My card is a saphire x1900xt.

So I've disabled the ati hotkey poller, and the "ati smart" service...
I've re-installed drivers twice...
Here's what happens:

I can launch Half Life 2, my clocks stay to whatever I set them as.
I can run Aquamark 3, and my clocks stay wherever I set them.
I try to watch a windowed video on google video or youtube and the clocks automatically reset to 500/600.
I try to paly Battlefield 2, my clocks reset to 500/600.
When I launch any video with windows media player, whether its in internet explorer or just a video I have on my hdd, my clocks reset.

When the clocks change I see the screen flash... then I click on atitool to make it the active window and I see the clocks have reset themselves.  I can alt tab out of BF2, reload my overclocked profile, and the settings will stay.  When I exit the game, the settings get reset again.

What the F is it doing that for, and how do I stop it?


----------



## mandelore (Aug 16, 2006)

Hmm, thats a bit strange, have you tried assigning a hotkey to the overclock setting and using that while ingame? im not 100% sure if it works ingame but it may. I have never had that problem with BF2, try the hotkey and let us know if that helps, tho u may need to add it to the exception 3d detection list for the hotkey to work properly, i havent used the hotkeys yet so not 100% sure on that


----------



## orkan (Aug 16, 2006)

Well I don't really need a hotkey... I can alt-tab out of the game very fast and reset the clocks.  

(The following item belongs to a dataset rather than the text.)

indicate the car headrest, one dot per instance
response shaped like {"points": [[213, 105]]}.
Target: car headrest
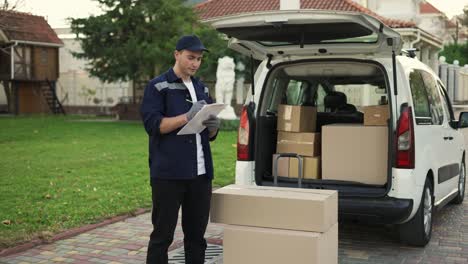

I don't want them changing in the first place.   Thanks for the attempt though.


----------



## mandelore (Aug 16, 2006)

Oh right, thought u ment everytime u opened bf2 they kept resetting, okies, my bad


----------



## orkan (Aug 16, 2006)

They DO reset everytime I open bf2.  I have to alt-tab and change them back to my profile.  I want them to STOP resetting.


----------



## orkan (Aug 16, 2006)

W1zzard?  Any clues here pal?


----------



## orkan (Aug 17, 2006)

Atitool must be dead.  Its been quite a few months since the last release... and I havn't seen a response from w1zzard...  and nobody else seems to know what is up.  

Sad days.


----------



## Urlyin (Aug 17, 2006)

orkan said:


> Atitool must be dead.  Its been quite a few months since the last release... and I havn't seen a response from w1zzard...  and nobody else seems to know what is up.
> 
> Sad days.





robs03silvergts said:


> Hi everyone, im a new member and this is my first post so if this has already been posted then please feel free to delete. I did a search and did not see what im about to post so here it goes.
> 
> 
> I have discovered that I can use a tool called Overclocker in conjuction with ATI TOOL and this cures the AVI, MPG downclocking problem in all of the drivers above 6.3!
> ...



Read through the threads....


----------